仲の良かった晴矢が私を睨んだ時、エイリア学園が嫌いになった。喧嘩の仲裁をしてくれたヒロトが晴矢に罵詈雑言を浴びせられている私を見て冷たい目で笑った時、エイリア学園という“収容所”がくっきりとその存在を浮かび上がらせた。それから、怖い、という感情を知った。そこで私は全てを悟った、私は弱い人間だった、大事な友を守れず、守りたかった彼らは今私を見てくれない。今まで十四年間培ってきたはずの私たちの繋がり、つまり絆、それが絶対服従の存在の出現によって跡形もなく消え去ってしまった。耐え難い。非常につらい。胸が張り裂けそうで、喉を掻き切りたい。死にたくはない。私は喉のこの苦味を消し去ってくれる何かを求めている。そんな時、園でも見たことのなかった人間が、部屋に入ってくるなり座る私の前に立ちはだかった。

「……えっと、ガ、ガ何だっけな、うーんと…ガ…ガ…ガザ、違うな、ガゼ、うん?あっガゼルだ!」

誰の名前を呼んでいるのか。はじめ分からなかったが、私の“新しい名前”のことだと記憶に思い出す。私を見下す女は、すごく愉しそうに笑っていた。

「……」
「私の名前は、名前っていうの」

そんなこときいていない。勝手に自己紹介を始めた名前とかいう女は、しゃがんで私と目線を合わせた。

「ガゼルは、まだ泣かないの?」

泣く?何故泣く必要がある?しかも女の前で泣けと言うのか。私には一応、プライドがある。女の前で弱みを見せたくないのはプライドの一部で、弱気になっているところを見せないのもその一部だ。男なら普通思うだろう。名前はそんなこと知らないと言わんばかりの表情で、私の顔を覗き込んでくる。程よい距離のおかげで心を見透かされなくてすみそうだ。

「……泣く?何故泣かなければいけない。何も悲しいことなど無い」
「え、そうなの?…あれー?」

今度は何を不思議に思ったのか、目を見開いて頭を軽く掻いた。

「グランとバーンはこう言ったら泣きついてきたのになぁ」

瞬間、私の目も見開かれた。
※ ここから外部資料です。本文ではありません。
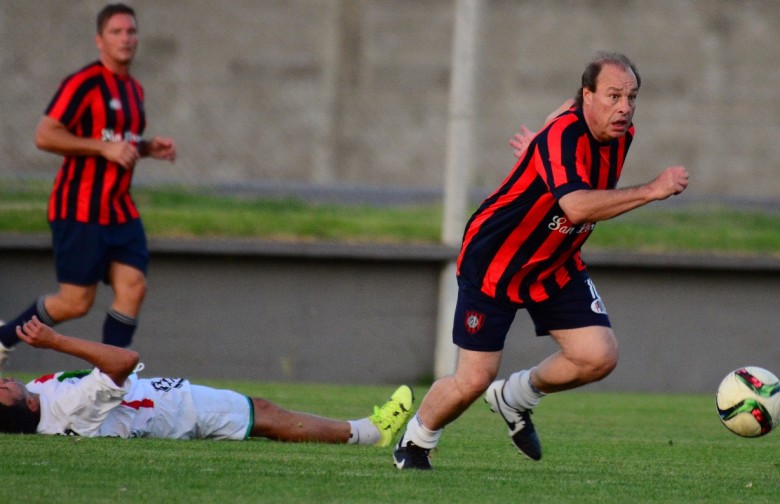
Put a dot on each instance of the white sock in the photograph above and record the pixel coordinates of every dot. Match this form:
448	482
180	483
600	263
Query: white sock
418	434
519	393
363	432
今の、こいつの言葉は?あの二人が…?泣きついた?

「――っおい!今のっ…」
「私ね、吉良さんにカウンセラーとして雇われたんだ。すごいよね、だってガゼルと同じ歳だよ?」
「うるさい、私の話を」
「何で私がこの役割を与えられたか分かる?」
「わっ私の、話を、」

あれ、おかしいことが起きた。私の目から何か流れている。温かいような冷たいような、不思議な―…。……これは、涙だ。名前は何も言わなかった。ただ、涙を必死に拭い取ろうとして俯く私でも分かる。彼女が私に優しい目を向けているのが。私の話を聞かないのに、名前は私に必要な存在じゃないかと、そう感じ始めていた時、私は名前に包まれた。同じ歳とは思えない。
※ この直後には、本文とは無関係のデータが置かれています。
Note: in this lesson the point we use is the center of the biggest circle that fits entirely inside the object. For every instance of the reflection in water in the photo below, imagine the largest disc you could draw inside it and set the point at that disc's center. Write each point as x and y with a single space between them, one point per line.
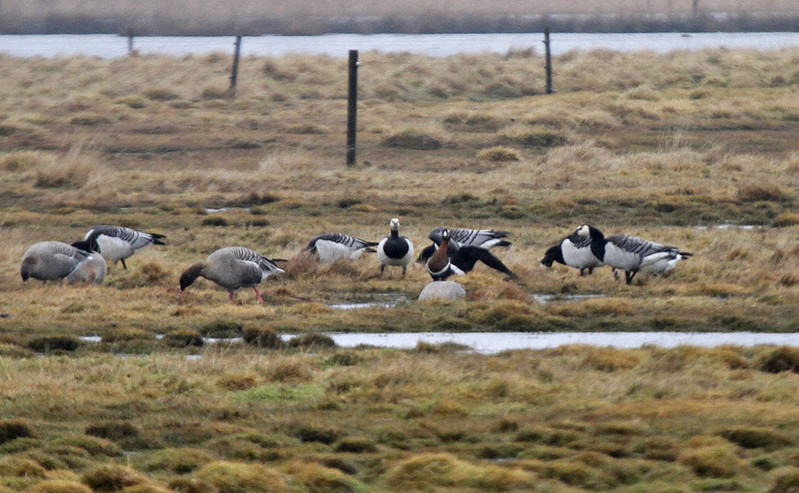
494 342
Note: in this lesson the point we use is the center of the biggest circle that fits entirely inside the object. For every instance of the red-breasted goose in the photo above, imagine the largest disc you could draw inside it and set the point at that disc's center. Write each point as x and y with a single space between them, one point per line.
232 268
486 238
439 265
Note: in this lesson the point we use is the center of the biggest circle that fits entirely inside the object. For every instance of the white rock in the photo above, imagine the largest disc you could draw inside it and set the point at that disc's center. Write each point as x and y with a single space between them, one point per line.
442 290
「意地っぱりはもう終わり、ガゼル。グランとバーンも頑張ってるから、ガゼルも頑張ろう?そしたら、また三人仲良く出来る日が来るよ」
「ほん、とに?」
「本当。私、嘘はつかないの」
「名前、名前…傍に、いて欲しい」
「うん、いいよ。ずっと一緒にいてあげる」

名前が私たちのカウンセラーになった理由。それはきっと、私たち孤児の気持ちを分かるのは同じ境遇の者しかいないからだろう。私を抱きしめる名前の洋服の袖に、彼女の名前と孤児院名が書いてある。